Des Palestiniens récupèrent des pierres dans les décombres de l’aéroport de Rafah, pour pouvoir les revendre. Ibraheem Abu Mustafa/Reuters
Selon M. Diskin, la levée du blocus maritime israélien autour de la bande de Gaza, demandée par la communauté internationale, ouvrirait une « brèche énorme pour la sécurité d'Israël même si des contrôles internationaux étaient effectués en mer ». « Un éventuel allégement des procédures pour l'importation de marchandises à partir d'Israël ne poserait pas de problème. La contrebande dangereuse pour la sécurité d'Israël passe par les tunnels reliant le Sinaï (égyptien) au sud de la bande de Gaza », a-t-il ajouté.
Concernant le blocus, Israël étudie les moyens de l'assouplir car la situation actuelle nuit à son image dans le monde, a déclaré le ministre israélien des Affaires sociales, Isaac Herzog. « Il est temps de mettre fin au bouclage (de la bande de Gaza) dans sa forme présente. La situation actuelle n'apporte rien à Israël », a-t-il dit à Radio Israël. Il a ajouté que l'État juif avait informé Tony Blair, émissaire du quartette international sur le Proche-Orient, de son intention de faciliter l'arrivée de marchandises dans l'enclave côtière palestinienne contrôlée par le Hamas.
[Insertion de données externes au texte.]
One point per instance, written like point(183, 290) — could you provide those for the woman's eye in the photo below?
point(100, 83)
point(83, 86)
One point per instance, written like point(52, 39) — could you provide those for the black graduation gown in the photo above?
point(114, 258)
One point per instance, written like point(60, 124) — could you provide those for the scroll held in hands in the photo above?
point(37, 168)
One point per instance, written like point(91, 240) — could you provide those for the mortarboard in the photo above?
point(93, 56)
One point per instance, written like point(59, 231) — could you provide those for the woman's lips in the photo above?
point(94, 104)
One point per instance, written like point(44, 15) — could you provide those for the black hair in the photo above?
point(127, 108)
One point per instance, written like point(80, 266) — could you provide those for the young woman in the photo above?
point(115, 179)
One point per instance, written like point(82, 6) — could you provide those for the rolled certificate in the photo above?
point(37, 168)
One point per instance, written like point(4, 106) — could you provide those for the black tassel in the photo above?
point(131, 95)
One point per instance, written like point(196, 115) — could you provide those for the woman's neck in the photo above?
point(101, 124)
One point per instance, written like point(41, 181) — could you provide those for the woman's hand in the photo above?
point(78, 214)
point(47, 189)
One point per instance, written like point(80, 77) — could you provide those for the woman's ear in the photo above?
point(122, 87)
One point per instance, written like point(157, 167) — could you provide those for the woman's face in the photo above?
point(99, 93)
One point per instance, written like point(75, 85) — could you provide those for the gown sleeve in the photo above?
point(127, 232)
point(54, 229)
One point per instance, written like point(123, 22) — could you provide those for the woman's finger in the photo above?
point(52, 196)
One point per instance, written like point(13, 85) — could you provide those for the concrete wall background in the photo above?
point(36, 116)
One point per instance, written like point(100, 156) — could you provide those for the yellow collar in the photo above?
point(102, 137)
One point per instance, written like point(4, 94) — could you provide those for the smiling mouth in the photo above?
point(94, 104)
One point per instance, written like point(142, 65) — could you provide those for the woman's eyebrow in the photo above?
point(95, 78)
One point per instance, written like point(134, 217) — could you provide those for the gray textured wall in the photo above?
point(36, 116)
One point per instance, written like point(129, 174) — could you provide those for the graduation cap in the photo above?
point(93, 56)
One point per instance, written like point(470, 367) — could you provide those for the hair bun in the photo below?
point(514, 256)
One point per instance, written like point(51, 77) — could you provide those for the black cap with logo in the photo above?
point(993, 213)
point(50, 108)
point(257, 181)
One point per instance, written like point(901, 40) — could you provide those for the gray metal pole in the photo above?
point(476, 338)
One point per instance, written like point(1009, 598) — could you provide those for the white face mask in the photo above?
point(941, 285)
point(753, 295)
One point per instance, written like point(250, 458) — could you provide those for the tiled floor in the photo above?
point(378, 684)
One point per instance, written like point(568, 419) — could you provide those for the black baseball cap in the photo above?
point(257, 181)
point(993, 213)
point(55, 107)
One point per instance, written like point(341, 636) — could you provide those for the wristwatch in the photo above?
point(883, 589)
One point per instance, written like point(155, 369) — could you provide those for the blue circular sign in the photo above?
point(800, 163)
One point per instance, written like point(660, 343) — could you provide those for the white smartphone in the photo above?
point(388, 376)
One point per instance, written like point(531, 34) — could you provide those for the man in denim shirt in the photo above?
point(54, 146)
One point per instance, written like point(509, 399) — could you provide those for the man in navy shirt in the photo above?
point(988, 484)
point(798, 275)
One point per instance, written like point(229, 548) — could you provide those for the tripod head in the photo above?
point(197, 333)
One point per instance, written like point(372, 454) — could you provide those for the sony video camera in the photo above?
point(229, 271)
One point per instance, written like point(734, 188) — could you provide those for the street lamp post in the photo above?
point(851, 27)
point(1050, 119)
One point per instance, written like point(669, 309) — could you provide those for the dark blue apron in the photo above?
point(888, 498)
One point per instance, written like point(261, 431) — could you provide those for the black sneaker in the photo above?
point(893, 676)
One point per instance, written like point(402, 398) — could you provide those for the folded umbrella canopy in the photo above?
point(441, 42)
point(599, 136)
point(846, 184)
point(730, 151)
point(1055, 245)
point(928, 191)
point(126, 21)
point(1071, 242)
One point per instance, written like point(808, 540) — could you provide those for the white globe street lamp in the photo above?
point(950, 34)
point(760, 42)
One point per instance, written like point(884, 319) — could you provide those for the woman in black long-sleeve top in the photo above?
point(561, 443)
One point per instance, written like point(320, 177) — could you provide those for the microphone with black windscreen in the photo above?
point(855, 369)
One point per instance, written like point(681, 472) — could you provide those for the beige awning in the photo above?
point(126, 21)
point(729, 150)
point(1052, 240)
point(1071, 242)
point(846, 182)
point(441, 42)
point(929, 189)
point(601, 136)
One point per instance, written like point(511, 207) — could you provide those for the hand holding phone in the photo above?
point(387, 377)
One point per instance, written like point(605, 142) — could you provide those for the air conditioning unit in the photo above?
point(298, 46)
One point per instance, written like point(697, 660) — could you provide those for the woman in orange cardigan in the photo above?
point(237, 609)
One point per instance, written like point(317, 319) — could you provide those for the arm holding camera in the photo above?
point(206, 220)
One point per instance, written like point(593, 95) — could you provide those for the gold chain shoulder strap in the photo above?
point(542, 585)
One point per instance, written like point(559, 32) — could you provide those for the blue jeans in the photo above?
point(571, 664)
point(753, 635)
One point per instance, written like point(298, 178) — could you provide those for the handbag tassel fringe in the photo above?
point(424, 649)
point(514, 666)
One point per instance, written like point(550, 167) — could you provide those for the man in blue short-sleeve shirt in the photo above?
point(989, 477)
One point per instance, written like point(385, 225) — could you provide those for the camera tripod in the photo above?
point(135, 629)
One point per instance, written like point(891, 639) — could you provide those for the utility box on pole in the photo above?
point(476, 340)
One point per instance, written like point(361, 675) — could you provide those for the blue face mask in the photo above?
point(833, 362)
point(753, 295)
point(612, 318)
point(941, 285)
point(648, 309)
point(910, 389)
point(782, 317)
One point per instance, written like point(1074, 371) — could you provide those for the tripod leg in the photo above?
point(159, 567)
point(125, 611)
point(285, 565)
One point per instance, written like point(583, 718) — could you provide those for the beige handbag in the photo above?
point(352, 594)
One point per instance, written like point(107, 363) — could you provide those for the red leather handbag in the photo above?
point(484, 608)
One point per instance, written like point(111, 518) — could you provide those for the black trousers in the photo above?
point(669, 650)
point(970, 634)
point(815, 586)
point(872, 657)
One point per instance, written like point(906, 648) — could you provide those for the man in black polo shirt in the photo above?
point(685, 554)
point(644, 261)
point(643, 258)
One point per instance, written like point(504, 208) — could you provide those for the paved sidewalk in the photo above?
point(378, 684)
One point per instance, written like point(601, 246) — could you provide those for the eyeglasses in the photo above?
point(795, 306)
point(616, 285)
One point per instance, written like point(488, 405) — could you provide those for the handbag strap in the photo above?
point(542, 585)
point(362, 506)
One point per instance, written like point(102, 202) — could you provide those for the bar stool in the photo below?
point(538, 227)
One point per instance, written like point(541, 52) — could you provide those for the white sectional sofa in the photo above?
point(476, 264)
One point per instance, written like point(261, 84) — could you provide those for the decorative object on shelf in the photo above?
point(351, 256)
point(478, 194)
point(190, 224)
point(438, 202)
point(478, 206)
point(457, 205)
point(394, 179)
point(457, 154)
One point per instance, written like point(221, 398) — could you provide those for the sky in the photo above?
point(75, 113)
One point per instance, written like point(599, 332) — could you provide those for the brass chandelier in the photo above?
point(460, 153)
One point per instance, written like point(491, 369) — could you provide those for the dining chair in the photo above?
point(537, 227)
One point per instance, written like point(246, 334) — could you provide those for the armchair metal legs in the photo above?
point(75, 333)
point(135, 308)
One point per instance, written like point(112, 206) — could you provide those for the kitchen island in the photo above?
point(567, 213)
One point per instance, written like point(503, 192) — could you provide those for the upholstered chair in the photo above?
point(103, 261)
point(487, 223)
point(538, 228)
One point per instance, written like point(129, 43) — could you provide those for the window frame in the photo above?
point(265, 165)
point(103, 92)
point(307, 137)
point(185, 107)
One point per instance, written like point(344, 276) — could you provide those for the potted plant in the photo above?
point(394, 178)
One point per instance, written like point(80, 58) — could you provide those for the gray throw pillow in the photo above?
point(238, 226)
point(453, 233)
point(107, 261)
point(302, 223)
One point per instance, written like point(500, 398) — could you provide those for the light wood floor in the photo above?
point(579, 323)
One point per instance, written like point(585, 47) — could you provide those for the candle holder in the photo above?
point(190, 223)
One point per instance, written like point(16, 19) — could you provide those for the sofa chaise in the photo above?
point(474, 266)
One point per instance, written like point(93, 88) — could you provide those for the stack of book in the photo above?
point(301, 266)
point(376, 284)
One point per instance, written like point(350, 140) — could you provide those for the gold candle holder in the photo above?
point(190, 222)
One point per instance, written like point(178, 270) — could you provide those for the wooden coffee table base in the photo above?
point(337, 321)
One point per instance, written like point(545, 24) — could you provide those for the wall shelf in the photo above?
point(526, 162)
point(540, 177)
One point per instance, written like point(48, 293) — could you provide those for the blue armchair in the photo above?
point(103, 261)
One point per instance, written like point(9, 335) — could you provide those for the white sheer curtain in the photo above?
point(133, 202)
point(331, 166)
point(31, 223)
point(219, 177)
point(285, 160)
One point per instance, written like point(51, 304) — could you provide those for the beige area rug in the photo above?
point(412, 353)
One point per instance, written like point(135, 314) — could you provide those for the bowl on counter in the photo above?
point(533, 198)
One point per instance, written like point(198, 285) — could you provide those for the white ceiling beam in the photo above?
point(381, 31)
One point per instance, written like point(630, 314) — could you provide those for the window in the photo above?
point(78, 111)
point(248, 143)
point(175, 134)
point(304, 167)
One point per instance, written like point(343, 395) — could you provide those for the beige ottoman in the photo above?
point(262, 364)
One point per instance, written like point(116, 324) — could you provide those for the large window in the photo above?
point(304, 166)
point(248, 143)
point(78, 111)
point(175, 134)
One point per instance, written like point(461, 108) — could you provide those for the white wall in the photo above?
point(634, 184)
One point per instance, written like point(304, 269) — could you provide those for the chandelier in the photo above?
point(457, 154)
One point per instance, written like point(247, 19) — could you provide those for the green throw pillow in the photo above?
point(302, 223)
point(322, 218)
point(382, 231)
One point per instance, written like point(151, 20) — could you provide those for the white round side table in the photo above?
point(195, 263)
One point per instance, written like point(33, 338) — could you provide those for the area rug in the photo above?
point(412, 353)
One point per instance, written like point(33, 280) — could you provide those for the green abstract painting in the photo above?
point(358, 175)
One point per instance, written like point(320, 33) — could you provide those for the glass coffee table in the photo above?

Côté palestinien, le président palestinien Mahmoud Abbas a estimé qu'Israël doit ouvrir les sept points de passage existant entre son territoire et Gaza pour permettre le passage de toutes les marchandises dont ses habitants ont besoin. Le président palestinien a tenu ces propos après avoir rencontré à Charm el-Cheikh, sur la mer Rouge, le président égyptien Hosni Moubarak, qui redoute qu'Israël veuille se débarrasser sur lui de ses obligations humanitaires à Gaza. Le Hamas quant à lui a rendu hommage à la position adoptée la veille par les pays européens qui ont plaidé pour un assouplissement du blocus.
Parallèlement, « conformément au souhait du Conseil de sécurité que la cargaison (de la flottille de la liberté) parvienne à destination », les Nations unies « sont prêtes à accepter cette responsabilité à titre exceptionnel », a déclaré devant le Conseil le coordinateur de l'ONU pour le processus de paix au Proche-Orient, Robert Serry. Il a précisé que l'ONU avait obtenu l'accord d'Israël pour cette opération, ainsi que des propriétaires des cargaisons qui étaient transportées sur trois navires turcs.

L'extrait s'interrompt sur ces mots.